A few years ago, the One Laptop Per Child initiative (OLPC) created what some consider to be the original netbook concept: a small, light-weight, rugged low-power inexpensive laptop, with a target price of $100. It had its own custom operating system, Sugar, designed to be easy to use for its target audience of young children. Perhaps because they felt a bit threatened by the OLPC concept, Intel came up with a competing line of small laptops that ran Windows XP, the Intel Classmate line. Earlier models were strictly standard clamshell laptops, but early in 2009 Intel introduced the Classmate Convertible, a touch-tablet model that seemed to me to meet at least some of my requirements for a GeoPad, a portable GIS workstation:

  • Long battery life (Intel specs it at 6 hours with the WiFi and webcam off)
  • Lightweight (about 3 pounds with the 6-cell battery)
  • 8.9” diagonal LCD display, 1024 x 600 (standard netbook resolution)
  • Rugged. Designed to take the abuse that young children can dish out, it can survive a 0.5-meter drop on a concrete floor on all edges (non-operating), and a 0.4-meter drop onto plywood while on but not doing disk operations. It’s also described as “splash-resistant”, which means that some water splashed onto it shouldn’t cause a problem, but it’s not waterproof.
  • Impact-resistant plastic shell, with rounded corners to reduce impact effects.
  • A 60 GB shock-mounted PATA hard drive.
  • Windows XP OS, allowing for good application choice; you can now get it with the Windows 7 Starter edition.
  • Atom 1.6 GHz processor (standard for netbooks); 1 GB RAM, expandable to a maximum of 2 GB.
  • Touchscreen –convertible; you can use it in standard clamshell mode, or flip the screen around and down to use it in tablet mode. While it doesn’t come with a touch stylus, it has “palm rejection” technology, so that touching it with your palm or wrist accidentally, or even resting your hand on it, won’t register as a touch; only the stylus or hard presses with your finger will register.
  • Full network capability, with wireless 802.11g and an Ethernet port.
  • Two USB ports, VGA external monitor port, SD card slot, headphone/microphone jack, full keyboard and touchpad input.
  • A built-in 1.3-megapixel webcam that can be rotated to face towards you, away from you, and at 90 degrees so that it can be used in tablet mode. So you could use it in the field to snap a photo in tablet mode, then draw directly on the captured image. Also has a built-in microphone for use in VOIP or in-field recording.
  • Finally, reasonably priced; you can find it online for about $450.

Although Intel designed the system, they don’t actually manufacture or sell it; they released the reference design and specifications to OEMs. The OEMs in turn wholesale it to individual retailers, who sell it under a wide variety of names. While retailer software configurations can vary significantly, the basic hardware is the same from all of them, as is the basic software toolkit. So unless you’re looking for a specific set of additional software (like MS Office), the cheapest model may well be the best choice.
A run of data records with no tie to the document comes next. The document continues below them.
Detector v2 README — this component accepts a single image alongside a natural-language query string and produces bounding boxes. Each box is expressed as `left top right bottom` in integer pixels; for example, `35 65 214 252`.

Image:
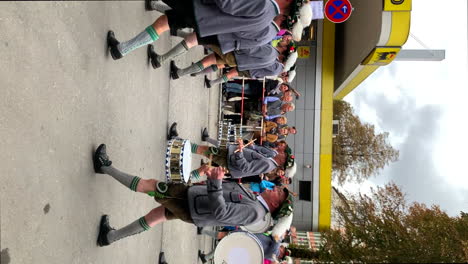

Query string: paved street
0 1 219 264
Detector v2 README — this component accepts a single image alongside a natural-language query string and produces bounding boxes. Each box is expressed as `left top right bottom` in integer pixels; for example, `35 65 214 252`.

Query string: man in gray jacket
93 144 289 247
108 0 293 60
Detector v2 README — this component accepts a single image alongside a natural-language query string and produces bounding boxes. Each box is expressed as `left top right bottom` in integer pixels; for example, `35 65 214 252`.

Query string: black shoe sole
205 75 211 88
167 122 179 140
145 0 154 11
202 127 210 141
171 61 179 80
198 250 206 263
148 44 161 69
107 30 123 60
97 215 110 247
93 144 106 174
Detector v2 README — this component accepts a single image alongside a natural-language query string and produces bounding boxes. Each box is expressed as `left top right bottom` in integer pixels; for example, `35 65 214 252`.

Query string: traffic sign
325 0 353 23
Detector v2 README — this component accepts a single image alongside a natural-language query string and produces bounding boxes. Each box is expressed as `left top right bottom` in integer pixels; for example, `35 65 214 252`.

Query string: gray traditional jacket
249 60 284 78
233 43 279 71
193 0 280 37
227 145 278 178
217 22 280 54
187 179 268 226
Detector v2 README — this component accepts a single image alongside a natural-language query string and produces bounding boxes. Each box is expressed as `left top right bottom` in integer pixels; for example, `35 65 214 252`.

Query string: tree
333 100 399 185
317 183 468 263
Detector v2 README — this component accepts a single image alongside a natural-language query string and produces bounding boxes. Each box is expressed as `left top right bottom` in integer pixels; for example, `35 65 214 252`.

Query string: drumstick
234 138 257 153
208 154 213 167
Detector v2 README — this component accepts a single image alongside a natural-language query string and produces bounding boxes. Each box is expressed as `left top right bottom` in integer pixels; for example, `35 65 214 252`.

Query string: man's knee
137 179 158 192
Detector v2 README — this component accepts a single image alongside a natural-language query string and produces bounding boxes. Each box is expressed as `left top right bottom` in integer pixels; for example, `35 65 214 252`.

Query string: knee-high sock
177 61 204 77
205 137 219 148
191 64 218 76
117 25 159 56
201 228 219 239
150 0 171 13
210 74 228 86
190 170 200 180
205 250 215 261
101 165 141 192
177 28 193 38
107 217 151 243
158 40 189 64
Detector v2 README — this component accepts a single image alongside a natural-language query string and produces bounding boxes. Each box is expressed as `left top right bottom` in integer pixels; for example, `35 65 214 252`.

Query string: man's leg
93 144 157 193
205 69 239 88
171 54 216 80
107 15 169 60
190 65 218 77
148 33 198 69
98 206 167 247
145 0 171 14
93 144 166 247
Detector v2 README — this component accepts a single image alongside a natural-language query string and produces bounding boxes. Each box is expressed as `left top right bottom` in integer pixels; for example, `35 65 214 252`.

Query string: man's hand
206 167 224 180
237 138 244 152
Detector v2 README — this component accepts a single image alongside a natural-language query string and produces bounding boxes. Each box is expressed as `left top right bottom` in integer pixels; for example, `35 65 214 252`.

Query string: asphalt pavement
0 1 219 264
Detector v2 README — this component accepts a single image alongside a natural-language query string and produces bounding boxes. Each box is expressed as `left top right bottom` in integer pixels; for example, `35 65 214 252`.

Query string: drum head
165 138 192 183
240 213 273 234
214 232 263 264
180 140 192 183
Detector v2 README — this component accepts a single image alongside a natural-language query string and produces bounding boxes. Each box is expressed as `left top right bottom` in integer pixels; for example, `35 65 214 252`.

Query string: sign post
325 0 353 23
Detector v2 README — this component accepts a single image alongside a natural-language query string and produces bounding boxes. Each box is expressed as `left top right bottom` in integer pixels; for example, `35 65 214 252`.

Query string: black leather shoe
145 0 154 11
97 215 115 247
93 144 112 174
167 122 179 140
202 127 210 141
148 44 161 69
171 61 179 80
158 252 168 264
198 250 206 263
205 75 211 88
107 30 123 60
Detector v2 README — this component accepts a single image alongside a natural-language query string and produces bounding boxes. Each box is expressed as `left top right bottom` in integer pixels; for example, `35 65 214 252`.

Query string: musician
264 103 296 120
93 144 292 247
108 0 293 60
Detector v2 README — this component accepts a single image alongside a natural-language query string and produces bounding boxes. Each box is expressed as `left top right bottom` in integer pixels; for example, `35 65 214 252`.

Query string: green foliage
333 100 399 184
288 244 319 260
318 184 468 263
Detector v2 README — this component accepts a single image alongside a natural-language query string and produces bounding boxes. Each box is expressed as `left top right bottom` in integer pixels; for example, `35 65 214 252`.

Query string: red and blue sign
325 0 353 23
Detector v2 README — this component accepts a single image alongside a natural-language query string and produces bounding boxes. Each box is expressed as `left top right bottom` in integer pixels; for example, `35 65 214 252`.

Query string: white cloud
345 0 468 215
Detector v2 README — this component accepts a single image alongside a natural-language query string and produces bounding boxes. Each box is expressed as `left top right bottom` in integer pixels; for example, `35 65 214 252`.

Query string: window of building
299 181 312 201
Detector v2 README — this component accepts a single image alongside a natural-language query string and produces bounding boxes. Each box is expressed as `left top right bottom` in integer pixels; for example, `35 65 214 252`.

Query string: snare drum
166 138 192 183
214 232 263 264
240 213 273 234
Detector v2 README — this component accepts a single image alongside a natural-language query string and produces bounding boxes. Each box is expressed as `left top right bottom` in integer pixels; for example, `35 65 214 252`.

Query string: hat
288 70 296 82
271 188 294 220
287 0 313 41
284 162 297 178
283 51 298 72
288 64 297 82
284 146 296 168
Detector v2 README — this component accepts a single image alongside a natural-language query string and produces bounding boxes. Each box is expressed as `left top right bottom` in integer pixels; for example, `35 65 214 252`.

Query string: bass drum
240 213 273 234
214 232 263 264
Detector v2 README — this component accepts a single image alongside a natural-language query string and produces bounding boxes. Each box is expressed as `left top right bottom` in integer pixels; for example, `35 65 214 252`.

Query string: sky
340 0 468 216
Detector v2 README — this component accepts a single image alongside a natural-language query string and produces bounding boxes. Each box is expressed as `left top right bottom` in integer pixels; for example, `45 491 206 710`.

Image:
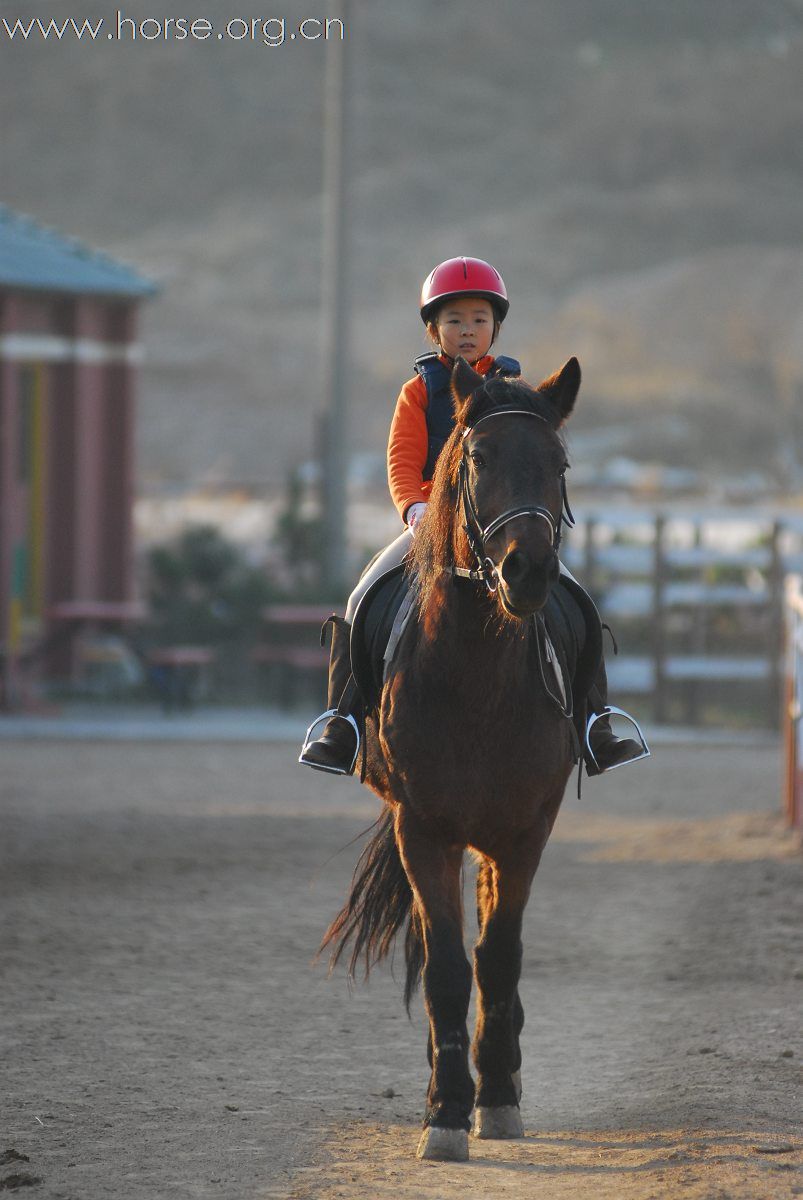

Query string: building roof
0 204 158 299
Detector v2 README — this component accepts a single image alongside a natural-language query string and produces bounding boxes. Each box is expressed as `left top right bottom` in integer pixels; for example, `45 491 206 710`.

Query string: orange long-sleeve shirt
388 354 496 521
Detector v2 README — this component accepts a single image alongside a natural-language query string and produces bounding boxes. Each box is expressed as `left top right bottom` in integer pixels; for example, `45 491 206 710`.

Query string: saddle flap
350 563 414 709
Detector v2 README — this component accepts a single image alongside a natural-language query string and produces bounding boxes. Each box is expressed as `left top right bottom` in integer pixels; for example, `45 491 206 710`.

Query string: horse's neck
420 576 531 670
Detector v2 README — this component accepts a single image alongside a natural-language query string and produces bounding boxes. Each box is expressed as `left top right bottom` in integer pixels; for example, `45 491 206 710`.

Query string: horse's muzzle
497 544 561 618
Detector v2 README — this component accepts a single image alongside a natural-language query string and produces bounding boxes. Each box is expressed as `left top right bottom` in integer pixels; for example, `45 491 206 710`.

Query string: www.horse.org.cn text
0 10 346 48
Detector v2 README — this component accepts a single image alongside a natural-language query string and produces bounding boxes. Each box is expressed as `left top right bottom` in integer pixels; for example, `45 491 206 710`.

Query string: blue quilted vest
415 353 521 479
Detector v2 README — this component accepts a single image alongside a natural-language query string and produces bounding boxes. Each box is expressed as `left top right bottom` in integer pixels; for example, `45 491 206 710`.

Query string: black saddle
350 563 603 739
350 563 412 712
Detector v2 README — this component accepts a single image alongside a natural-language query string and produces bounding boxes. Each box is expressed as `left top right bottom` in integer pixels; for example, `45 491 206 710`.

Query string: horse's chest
382 661 570 827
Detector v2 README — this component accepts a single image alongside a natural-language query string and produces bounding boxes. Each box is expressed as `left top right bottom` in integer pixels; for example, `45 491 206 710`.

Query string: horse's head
450 359 580 618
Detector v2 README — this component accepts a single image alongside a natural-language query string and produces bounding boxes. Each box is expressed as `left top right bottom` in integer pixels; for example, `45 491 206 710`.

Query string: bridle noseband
451 408 575 592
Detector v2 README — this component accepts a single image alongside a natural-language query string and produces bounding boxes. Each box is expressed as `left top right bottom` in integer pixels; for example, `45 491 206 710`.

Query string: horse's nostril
502 550 529 587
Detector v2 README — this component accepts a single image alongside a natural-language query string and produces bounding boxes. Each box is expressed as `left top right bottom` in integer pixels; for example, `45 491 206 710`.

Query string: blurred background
0 0 803 748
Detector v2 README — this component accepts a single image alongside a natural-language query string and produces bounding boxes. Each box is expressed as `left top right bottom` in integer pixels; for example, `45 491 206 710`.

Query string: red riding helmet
421 258 510 325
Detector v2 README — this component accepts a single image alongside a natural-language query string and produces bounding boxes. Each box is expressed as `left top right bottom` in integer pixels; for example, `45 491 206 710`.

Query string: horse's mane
408 377 563 610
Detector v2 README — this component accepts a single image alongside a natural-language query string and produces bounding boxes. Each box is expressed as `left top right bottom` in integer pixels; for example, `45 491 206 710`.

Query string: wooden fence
556 510 803 727
783 575 803 829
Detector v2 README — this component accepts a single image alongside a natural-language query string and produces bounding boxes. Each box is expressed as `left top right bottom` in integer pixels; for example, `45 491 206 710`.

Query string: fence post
781 575 803 828
653 514 667 725
583 517 597 596
767 521 784 728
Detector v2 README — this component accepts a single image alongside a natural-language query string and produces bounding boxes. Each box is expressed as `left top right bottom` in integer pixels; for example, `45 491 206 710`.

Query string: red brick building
0 206 156 708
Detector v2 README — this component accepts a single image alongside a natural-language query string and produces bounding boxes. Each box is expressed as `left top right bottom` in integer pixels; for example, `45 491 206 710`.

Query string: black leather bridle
451 408 575 592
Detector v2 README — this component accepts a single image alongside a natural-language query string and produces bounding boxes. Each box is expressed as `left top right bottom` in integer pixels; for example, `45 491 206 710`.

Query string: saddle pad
350 563 603 733
350 563 414 710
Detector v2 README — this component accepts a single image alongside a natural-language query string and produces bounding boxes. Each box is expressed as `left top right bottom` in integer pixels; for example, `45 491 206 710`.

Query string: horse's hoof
415 1126 468 1163
473 1104 525 1138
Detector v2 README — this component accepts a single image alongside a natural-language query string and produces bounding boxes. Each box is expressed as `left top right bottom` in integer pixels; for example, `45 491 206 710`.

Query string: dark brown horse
324 359 580 1159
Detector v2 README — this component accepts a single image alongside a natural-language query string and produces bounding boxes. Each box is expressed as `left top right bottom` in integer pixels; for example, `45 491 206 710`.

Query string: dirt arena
0 742 803 1200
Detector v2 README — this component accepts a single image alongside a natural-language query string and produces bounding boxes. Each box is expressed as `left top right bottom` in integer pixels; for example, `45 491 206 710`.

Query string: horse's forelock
462 378 553 428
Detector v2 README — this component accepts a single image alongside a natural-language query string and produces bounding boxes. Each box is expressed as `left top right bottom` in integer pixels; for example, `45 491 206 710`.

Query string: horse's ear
451 354 485 425
535 358 580 426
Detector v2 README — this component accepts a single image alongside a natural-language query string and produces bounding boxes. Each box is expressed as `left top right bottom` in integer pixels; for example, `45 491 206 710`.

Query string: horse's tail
318 809 424 1010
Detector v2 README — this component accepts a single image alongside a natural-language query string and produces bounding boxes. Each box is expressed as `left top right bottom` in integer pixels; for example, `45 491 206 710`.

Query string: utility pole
322 0 352 600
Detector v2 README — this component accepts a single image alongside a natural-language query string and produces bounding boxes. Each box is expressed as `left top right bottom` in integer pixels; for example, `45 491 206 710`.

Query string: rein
451 408 575 593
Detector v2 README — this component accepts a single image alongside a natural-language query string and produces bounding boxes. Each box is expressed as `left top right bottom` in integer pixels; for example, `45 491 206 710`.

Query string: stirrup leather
586 704 651 775
299 708 362 775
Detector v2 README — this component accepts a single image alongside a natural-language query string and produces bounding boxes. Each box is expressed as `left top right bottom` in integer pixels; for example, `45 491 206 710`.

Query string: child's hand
407 502 426 534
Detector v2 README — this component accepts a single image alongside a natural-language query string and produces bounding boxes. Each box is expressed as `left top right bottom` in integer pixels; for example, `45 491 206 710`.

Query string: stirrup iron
299 708 362 775
586 704 651 775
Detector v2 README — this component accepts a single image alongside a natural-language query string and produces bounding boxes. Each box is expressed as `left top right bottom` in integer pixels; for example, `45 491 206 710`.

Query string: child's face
435 296 493 362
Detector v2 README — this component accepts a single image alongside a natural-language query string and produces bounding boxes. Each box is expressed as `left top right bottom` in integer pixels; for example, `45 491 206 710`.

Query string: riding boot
585 659 649 775
299 617 360 775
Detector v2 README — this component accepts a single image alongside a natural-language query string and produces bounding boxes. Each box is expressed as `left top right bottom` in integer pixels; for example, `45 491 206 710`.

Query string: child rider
299 258 646 775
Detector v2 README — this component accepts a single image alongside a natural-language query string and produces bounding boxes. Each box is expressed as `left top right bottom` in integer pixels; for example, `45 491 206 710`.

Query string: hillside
0 0 803 490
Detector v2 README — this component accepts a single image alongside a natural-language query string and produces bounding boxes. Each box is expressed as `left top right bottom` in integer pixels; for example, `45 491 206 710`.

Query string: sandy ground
0 742 803 1200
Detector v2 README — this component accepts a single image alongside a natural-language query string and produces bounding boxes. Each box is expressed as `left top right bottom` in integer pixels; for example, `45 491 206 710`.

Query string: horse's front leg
473 847 540 1138
396 809 474 1160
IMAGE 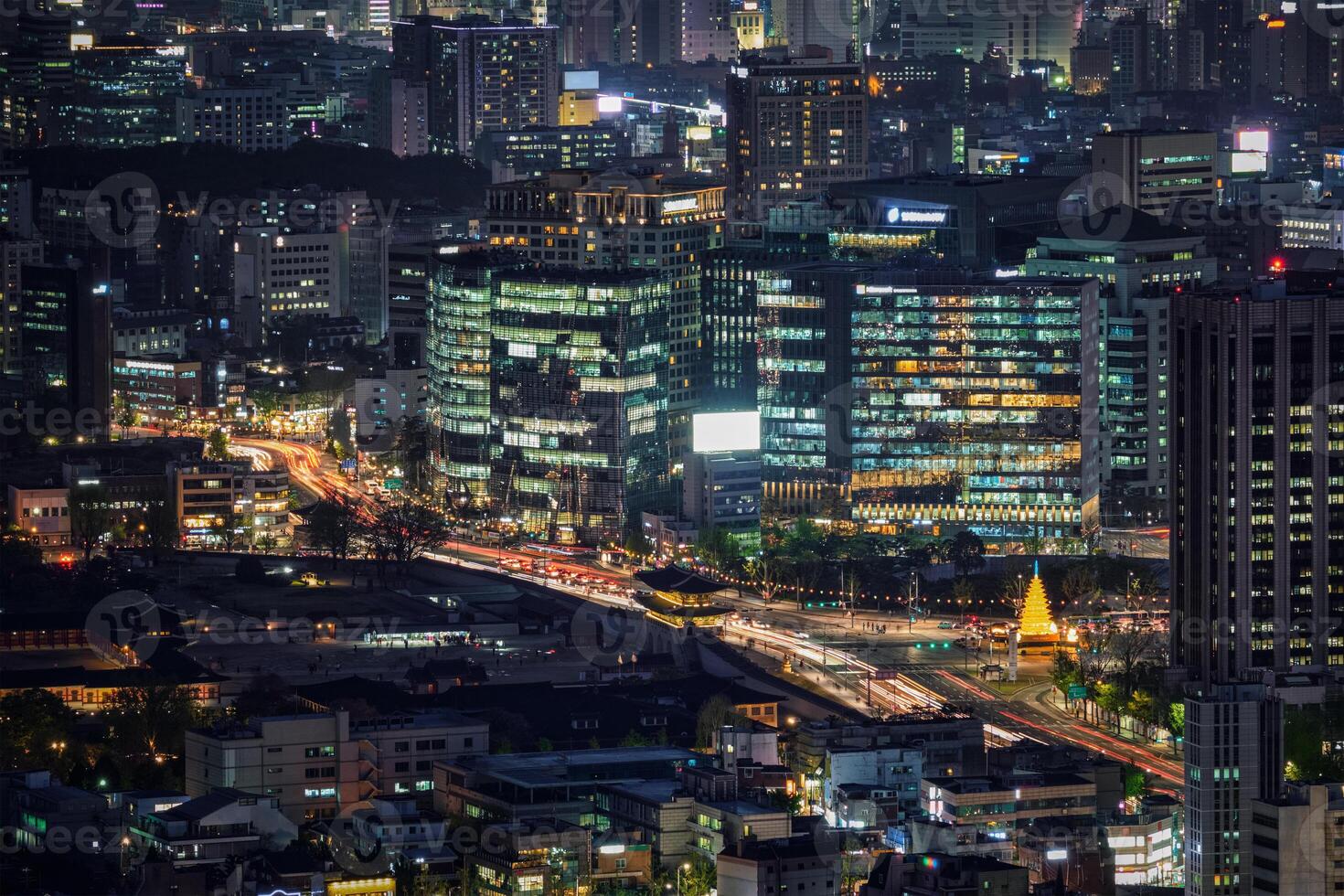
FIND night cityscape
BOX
[0,0,1344,896]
Here are some links to vendors of the Classmate Convertible:

This was the only inexpensive touchscreen computer I could find whose specs came close to meeting my requirements for a GeoPad. But the only way to find out if would prove useful in the field was to order it, configure it with software and additional hardware, then use it for an extended period. I got approval for the purchase, and have used it now for about half a year. How well does it work hardware-wise as a GeoPad? That’s tomorrow’s post …

… But here’s a preview: it’s pretty good, but it’s not perfect. It has one major drawback that makes using it in the field less than ideal. But I still find it a useful field companion.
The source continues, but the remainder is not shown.